Analysis was performed using the EPIGEN project sequence facility, RAP (RNA-Seq Analysis Pipeline) [95], available on the following website https://bioinformatics.cineca.it/. Sequence quality was assessed using FastQC (http://www.bioinformatics.babraham.ac.uk/projects/fastqc/) and NGS QC Toolkit [96], using default parameters (PHRED quality score: 20 and for percentage of read length of given quality: 70). Hence, paired-end reads were mapped to the reference human genome build (hg19/GRCh37) using Tophat 2.0.12 [97] with default parameters. The resulting alignment files are provided to Cufflinks [98] to generate a transcriptome assembly and to estimate the expression level expressed as units of FPKM (Fragment mapped per kilobase of exons per million mapped reads). Differential expression analyses were performed with Cuffdiff2 [99] using default parameters. An alpha level of 0.05 was used for all statistical tests. Gene expression data have been submitted to the Gene Expression Omnibus (GEO), Accession number GSE79572.

Chromatin immunoprecipitation assay

ChIP was performed as previously described [100]. Precleared chromatin from FT194 cells was incubated with 3 μg of affinity-purified rabbit polyclonal anti-PAX8 antibody (Thermo Scientific, PA1-112) or polyclonal anti-TAZ antibody as unrelated (Santa Cruz Biotechnology, sc-17130) and rotated at 4°C for 16 h. Thereafter, the immunoprecipitated DNAs were amplified by quantitative real-time PCR with the following primers:

FGF18 for. 5′-gtgggtagccagtcaagagg-3′; rev. 5′-ctccccaagaacgcagttag-3′;

ANXA2 for. 5′-Gctaaacggctgcaagaaac-3′; rev. 5′-Cgtagcaggcagtcctgag-3′;

CDH6 for. 5′-Atccaacagtggctgactcc-3′; rev. 5′-tctggaaagttgccgaagtt-3′;

ROR1 for. 5′-CAGATCACAGCTGCCTTCAC-3′; rev. 5′-ATTTCACATTCATCGCGACA-3′.

Pathway analysis

Gene ontology (GO) and Panther pathway analysis have been performed using the GeneCodis tool (http://genecodis.cnb.csic.es) previously described in references [101103].

Genes showing a two-fold change in expression were analyzed at Molecular Signatures Database (http://software.broadinstitute.org/gsea/msigdb) using the “Hallmark” gene set.

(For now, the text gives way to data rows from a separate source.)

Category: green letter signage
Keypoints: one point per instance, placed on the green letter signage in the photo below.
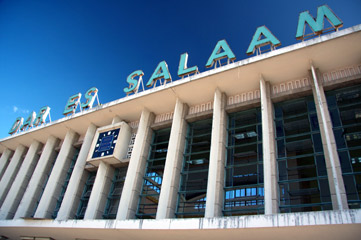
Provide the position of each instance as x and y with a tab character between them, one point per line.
133	83
29	121
41	117
16	125
258	41
183	69
160	72
72	103
316	25
218	54
89	98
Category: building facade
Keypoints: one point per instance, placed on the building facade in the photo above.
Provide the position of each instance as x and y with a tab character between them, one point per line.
266	147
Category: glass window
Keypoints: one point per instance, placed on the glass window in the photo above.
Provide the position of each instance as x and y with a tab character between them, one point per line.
152	180
303	182
345	110
244	193
194	173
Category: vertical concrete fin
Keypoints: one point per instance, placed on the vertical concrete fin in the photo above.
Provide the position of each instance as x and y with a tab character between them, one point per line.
134	178
271	200
34	188
173	163
215	185
72	194
11	172
17	190
56	179
334	172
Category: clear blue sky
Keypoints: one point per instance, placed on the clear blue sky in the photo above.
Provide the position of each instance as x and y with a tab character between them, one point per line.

ACKNOWLEDGMENTS AND FUNDING

We greatly thank L. Nitsch and M. De Felice for helpful discussions and suggestions.

CONFLICT OF INTEREST

The authors declare that they have no known conflicts of interest in this work.

GRANT SUPPORT

This work was supported by a grant from the Italian Ministry of Economy and Finance to the CNR for the Project FaReBio di Qualità, by the grant Medical Research in Italy (MERIT) RBNE08YFN3_001 and by the Epigenomic Flagship Project-Epigen of the CNR.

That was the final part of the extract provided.